After she’d seen her fill of the outside, she approached the front door. The white cat darted away into the neighbor’s yard.

“May I come in?” she whispered to the wood. She pressed her ear to the doorframe and waited for an answer. The cherub-faced knocker watched her with dead eyes as she stood there listening. The name Rawlingswood could hardly be read on the plate. She traced what was left of the letters with a gnarled thumb.

Satisfied, she opened the door and stepped into the foyer. Red rosin paper covered the oak floorboards. Plastic hung torn from the entrances to the living room on her left and the dining room on her right. She glanced into each room, inspecting the dust, the condition of the walls and ceiling. Walking under the grand staircase into the center hall beyond, her breath caught in her throat at the sight of the old butler’s pantry and breakfast room. Gutted. Demolished. Riddled with holes. The wreckage stood like an open wound in the heart of the house.

“What have they done to you?” she whispered up through the holes in the ceiling.

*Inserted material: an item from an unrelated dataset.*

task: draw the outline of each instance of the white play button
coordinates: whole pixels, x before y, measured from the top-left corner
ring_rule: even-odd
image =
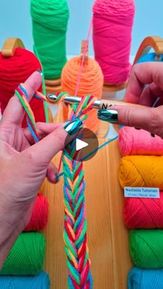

Her quiet voice drifted down the hallway and through the open doors above. “I’m so sorry.” She placed a warm hand on one of the bare timbers for a moment.

From her bag she pulled a tightly packed bundle of dried herbs. She carefully lit one end on fire. A floorboard somewhere far above her shifted.

“No need to worry,” she said softly and blew the flame out, leaving lit embers and a billowing smoke that smelled sweetly of fall and Thanksgiving dinners. She waved the smoldering bundle around the gutted expanse until the reek of men, motor oil, cigarettes, and sawdust was all but gone.

The woman walked the smoke all the way around the stripped pantry and kitchen, weaving the warm, motherly smell like a blanket. Then she carried it back to the front stairs, pausing at a window next to the front door to confirm that the men were staying in their places in the driveway.

Up on the second floor, the bedrooms stood empty and open, molested by men with hammers and snaking wires. Naked and cold. She warmed them each up with the herbs and her soft voice. “Shhh . . .”

A young boy had lived in this one. A lonely girl in that one. A soft song played over and over in the memory of the third. A lullaby. So many sleeping dreams. I’m here, baby. Hush. In the master bedroom at the far end, the walls ached with a sadness that gave the old woman pause. What happened here?